PLOTTING AND SCHEMING: Just the title of Kitchen Dog Theater’s current show, Ponzi, tells you it’s timely. In the show, a rich woman shows a younger woman the social ropes in an effort to land her husband. But the younger couple may have plans of their own. The show was commissioned by KDT as part of its New Play Festival. And judging from the reviews, this new play still needs some work. Or, as David Novinski says in his theaterjones.com review, “This potboiler still needs some salt.” Alexandra Bonifield was non-plussed as well. “Watching turtles fight over sunning spots on a White Rock Lake log offers better dramatic truth. Eventually, someone falls in the water with a splash,” she writes on criticalrant.com.
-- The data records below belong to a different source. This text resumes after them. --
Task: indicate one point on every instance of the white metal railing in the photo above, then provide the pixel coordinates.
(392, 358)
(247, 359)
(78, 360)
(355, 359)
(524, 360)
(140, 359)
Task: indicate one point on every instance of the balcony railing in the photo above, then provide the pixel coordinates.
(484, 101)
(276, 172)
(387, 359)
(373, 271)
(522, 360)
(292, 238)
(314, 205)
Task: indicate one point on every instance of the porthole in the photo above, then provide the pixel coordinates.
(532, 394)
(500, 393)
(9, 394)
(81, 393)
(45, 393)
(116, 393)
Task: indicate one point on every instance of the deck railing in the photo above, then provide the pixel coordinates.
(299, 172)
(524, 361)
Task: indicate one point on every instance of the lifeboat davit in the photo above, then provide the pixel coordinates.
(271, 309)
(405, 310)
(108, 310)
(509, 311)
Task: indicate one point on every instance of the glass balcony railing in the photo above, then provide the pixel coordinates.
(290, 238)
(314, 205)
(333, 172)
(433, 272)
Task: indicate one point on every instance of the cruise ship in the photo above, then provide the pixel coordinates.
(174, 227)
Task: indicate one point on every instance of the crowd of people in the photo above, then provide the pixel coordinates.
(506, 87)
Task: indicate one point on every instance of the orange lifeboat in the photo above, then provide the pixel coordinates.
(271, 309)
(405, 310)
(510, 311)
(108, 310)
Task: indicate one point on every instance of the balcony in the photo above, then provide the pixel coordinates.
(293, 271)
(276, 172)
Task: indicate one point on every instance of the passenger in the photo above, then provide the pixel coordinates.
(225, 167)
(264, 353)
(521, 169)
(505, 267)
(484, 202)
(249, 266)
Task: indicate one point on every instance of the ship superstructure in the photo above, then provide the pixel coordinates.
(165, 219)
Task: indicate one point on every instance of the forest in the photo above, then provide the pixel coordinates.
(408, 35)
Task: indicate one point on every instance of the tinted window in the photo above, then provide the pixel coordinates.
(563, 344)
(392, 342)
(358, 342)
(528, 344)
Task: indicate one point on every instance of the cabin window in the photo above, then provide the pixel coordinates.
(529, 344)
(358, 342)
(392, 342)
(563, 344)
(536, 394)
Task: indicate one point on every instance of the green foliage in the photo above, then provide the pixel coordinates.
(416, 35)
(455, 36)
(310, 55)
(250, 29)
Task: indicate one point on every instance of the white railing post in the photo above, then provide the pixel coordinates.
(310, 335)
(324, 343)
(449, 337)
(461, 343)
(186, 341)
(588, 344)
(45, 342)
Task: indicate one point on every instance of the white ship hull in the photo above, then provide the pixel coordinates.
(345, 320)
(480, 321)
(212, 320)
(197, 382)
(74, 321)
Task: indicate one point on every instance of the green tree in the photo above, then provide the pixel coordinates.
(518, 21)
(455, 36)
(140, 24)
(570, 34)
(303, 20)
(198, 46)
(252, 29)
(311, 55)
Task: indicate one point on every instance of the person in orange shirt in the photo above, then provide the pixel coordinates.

The last word goes to Lawson Taitte, who shares his fellow critics’ opinions. “Neither the plotting nor the character development is all that compelling,” he writes on dallasnews.com.
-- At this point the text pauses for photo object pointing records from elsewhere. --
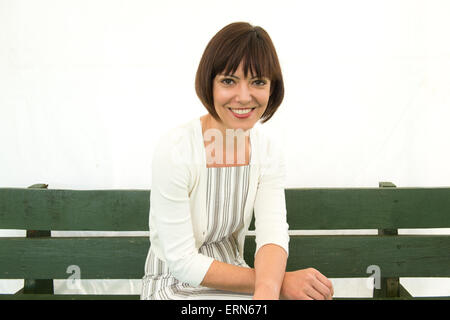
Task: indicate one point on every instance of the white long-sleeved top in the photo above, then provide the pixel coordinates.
(178, 211)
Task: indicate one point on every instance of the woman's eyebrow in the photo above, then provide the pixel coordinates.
(236, 77)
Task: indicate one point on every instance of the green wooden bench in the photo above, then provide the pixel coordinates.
(38, 258)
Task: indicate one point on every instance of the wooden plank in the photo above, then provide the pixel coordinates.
(350, 256)
(371, 208)
(124, 257)
(87, 210)
(308, 209)
(38, 285)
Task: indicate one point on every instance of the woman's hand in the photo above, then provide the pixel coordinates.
(306, 284)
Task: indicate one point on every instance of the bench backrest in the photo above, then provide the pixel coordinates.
(308, 209)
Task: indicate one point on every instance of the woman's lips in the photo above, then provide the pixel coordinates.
(242, 116)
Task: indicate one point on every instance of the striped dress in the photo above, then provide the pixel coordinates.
(226, 196)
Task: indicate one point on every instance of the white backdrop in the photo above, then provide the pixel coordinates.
(88, 87)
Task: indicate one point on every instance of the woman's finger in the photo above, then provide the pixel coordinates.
(322, 289)
(324, 280)
(313, 293)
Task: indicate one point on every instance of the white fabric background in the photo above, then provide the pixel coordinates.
(87, 88)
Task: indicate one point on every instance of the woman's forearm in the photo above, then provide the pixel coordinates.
(229, 277)
(264, 281)
(270, 267)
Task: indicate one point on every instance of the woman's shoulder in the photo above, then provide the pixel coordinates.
(177, 143)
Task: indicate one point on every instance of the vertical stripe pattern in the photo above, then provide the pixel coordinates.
(227, 189)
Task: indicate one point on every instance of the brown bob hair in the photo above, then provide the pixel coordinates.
(236, 42)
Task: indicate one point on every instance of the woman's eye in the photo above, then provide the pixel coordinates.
(227, 81)
(260, 82)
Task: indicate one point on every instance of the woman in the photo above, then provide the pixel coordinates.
(209, 176)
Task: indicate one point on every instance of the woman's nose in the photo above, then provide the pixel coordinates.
(243, 95)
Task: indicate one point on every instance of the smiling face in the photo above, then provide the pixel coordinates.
(235, 94)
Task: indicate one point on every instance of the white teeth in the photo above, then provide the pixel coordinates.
(241, 111)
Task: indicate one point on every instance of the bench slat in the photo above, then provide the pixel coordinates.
(124, 257)
(84, 210)
(308, 209)
(377, 208)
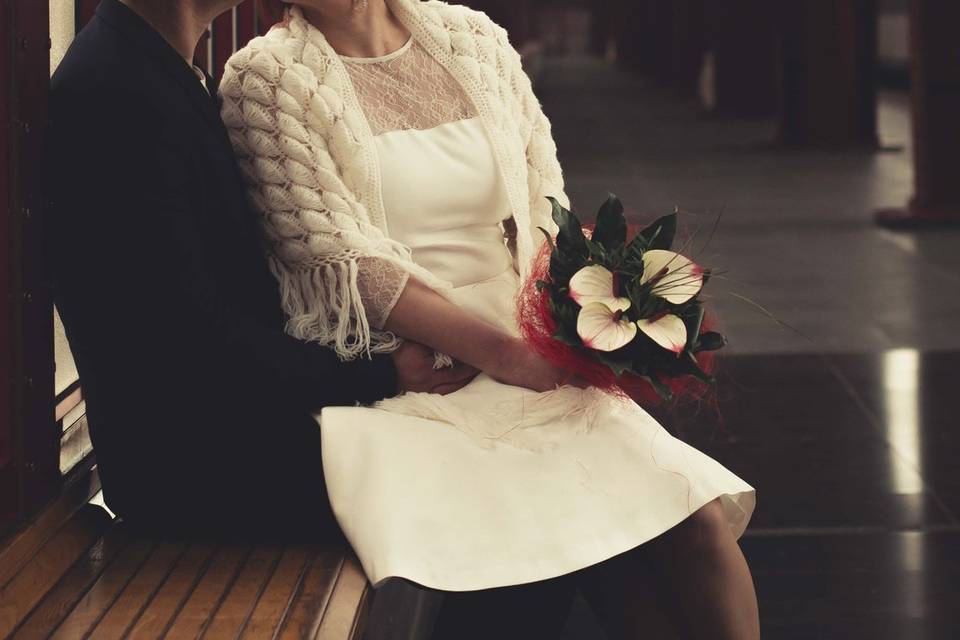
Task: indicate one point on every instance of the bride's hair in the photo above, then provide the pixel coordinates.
(271, 11)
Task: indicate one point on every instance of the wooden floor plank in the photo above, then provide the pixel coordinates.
(306, 611)
(126, 609)
(22, 547)
(229, 619)
(58, 603)
(42, 572)
(108, 587)
(346, 610)
(209, 592)
(277, 597)
(173, 593)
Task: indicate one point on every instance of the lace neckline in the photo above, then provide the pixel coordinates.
(385, 57)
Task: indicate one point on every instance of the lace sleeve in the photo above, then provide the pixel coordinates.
(380, 284)
(339, 274)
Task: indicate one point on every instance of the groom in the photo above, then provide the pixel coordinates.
(198, 403)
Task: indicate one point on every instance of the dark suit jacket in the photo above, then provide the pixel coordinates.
(198, 403)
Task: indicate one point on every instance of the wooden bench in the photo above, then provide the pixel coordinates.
(74, 572)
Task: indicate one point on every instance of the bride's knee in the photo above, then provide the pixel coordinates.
(705, 530)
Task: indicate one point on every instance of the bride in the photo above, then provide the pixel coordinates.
(401, 164)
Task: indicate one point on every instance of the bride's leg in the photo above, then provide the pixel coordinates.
(626, 595)
(707, 576)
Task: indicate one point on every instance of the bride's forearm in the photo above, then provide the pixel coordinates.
(423, 315)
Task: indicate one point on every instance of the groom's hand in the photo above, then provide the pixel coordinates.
(415, 372)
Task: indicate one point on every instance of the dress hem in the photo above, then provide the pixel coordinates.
(738, 506)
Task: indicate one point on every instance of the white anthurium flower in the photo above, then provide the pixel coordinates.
(668, 331)
(676, 278)
(595, 284)
(603, 328)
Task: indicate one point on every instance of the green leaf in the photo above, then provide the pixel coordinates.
(662, 390)
(710, 341)
(660, 234)
(610, 231)
(571, 242)
(549, 238)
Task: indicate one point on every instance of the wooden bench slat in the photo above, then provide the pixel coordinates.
(141, 588)
(174, 592)
(306, 611)
(42, 572)
(346, 610)
(277, 597)
(108, 587)
(229, 619)
(206, 596)
(61, 600)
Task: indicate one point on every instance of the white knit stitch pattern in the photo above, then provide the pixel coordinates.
(307, 152)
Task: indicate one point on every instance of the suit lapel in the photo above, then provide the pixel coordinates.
(136, 30)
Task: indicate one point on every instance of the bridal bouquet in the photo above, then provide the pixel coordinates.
(620, 310)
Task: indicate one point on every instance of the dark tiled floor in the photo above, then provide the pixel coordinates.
(849, 434)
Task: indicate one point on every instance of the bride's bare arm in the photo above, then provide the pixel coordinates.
(425, 316)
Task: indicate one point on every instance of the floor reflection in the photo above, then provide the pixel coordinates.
(902, 418)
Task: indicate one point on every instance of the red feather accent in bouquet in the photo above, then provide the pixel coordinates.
(538, 326)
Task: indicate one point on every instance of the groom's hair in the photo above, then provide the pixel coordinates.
(271, 11)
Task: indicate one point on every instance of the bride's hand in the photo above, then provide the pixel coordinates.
(518, 365)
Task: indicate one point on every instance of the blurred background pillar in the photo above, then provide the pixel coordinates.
(828, 94)
(741, 64)
(935, 107)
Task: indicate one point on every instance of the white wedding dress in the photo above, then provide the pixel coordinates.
(493, 485)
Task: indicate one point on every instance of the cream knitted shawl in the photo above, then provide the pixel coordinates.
(307, 152)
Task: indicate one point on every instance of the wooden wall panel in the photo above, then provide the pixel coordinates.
(30, 439)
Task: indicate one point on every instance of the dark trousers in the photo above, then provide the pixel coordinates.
(535, 611)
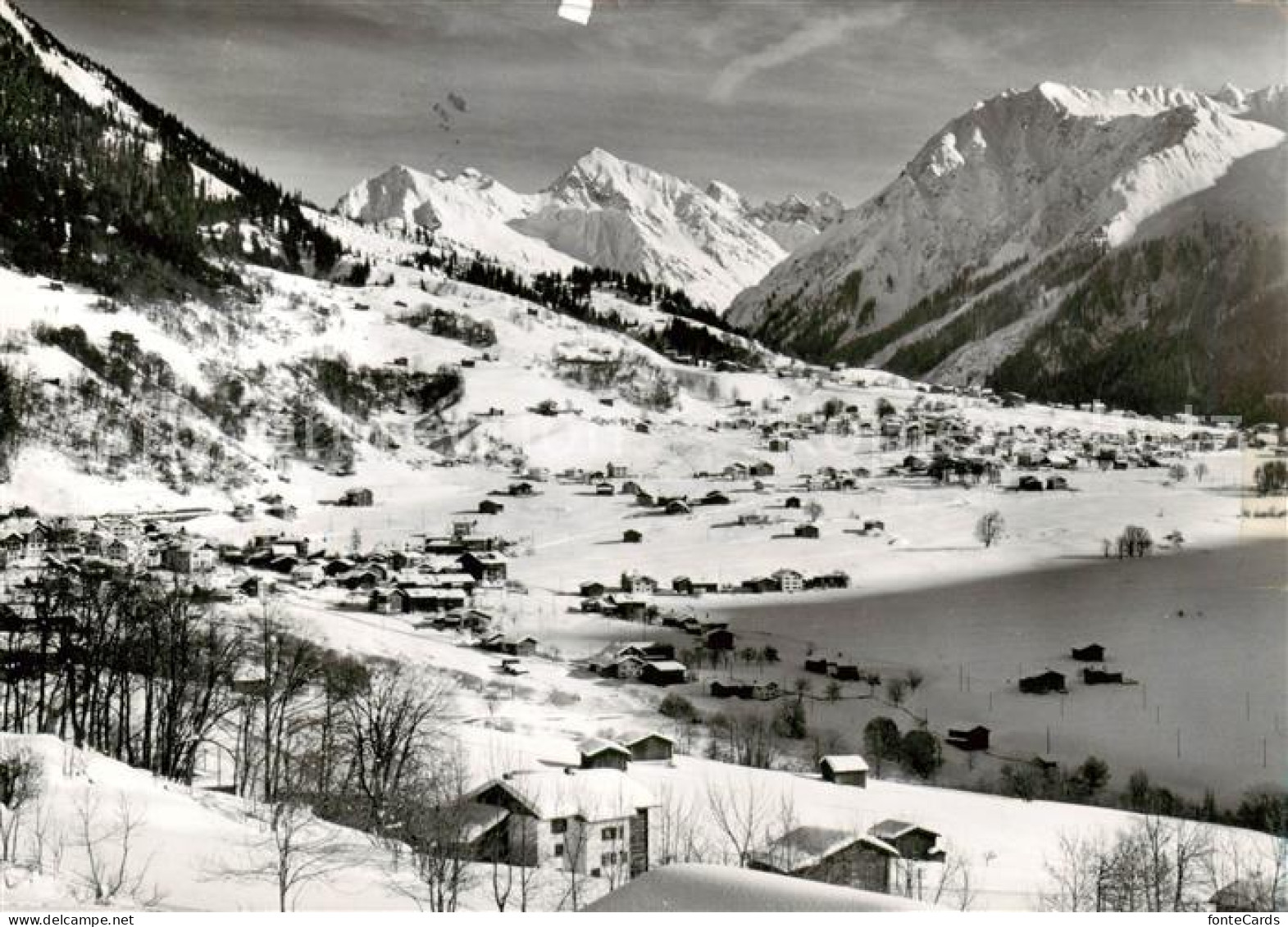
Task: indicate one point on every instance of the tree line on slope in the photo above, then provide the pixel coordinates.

FW ON FILM: If there’s a don of Fort Worth filmmaking, it’s James Johnson. That’s because everyone who is involved in the film business there is connected to him in one way or the other. The owner of the Spiral Diner has already directed his own scripts, made videos for bands and produced films for others, including David Lowery’s last two efforts. And up next, he’s planning to open an art house theater in Fort Worth. “We’re just going with our gut on this,” he tells Fort Worth Weekly. “No one thought vegan food would work in Fort Worth. I just think a city that can support the art museums and theater troupes that we have here can support art films too. You have to give the audience a chance to show up.”
THE GRAND TOUR: Last night I saw Woody Allen’s Midnight in Paris, and it has me wanting to go back to the City of Lights. Too bad I’m not a member of the Dallas Museum of Art’s Donor Circle. A group of 18 members recently got an “insider’s tour” of the city with DMA Interim Director Olivier Meslay, who came to Dallas from the Louvre. On the DMA’s Uncrated blog, you can see pictures from the trip and sigh longingly over the fact that you weren’t there.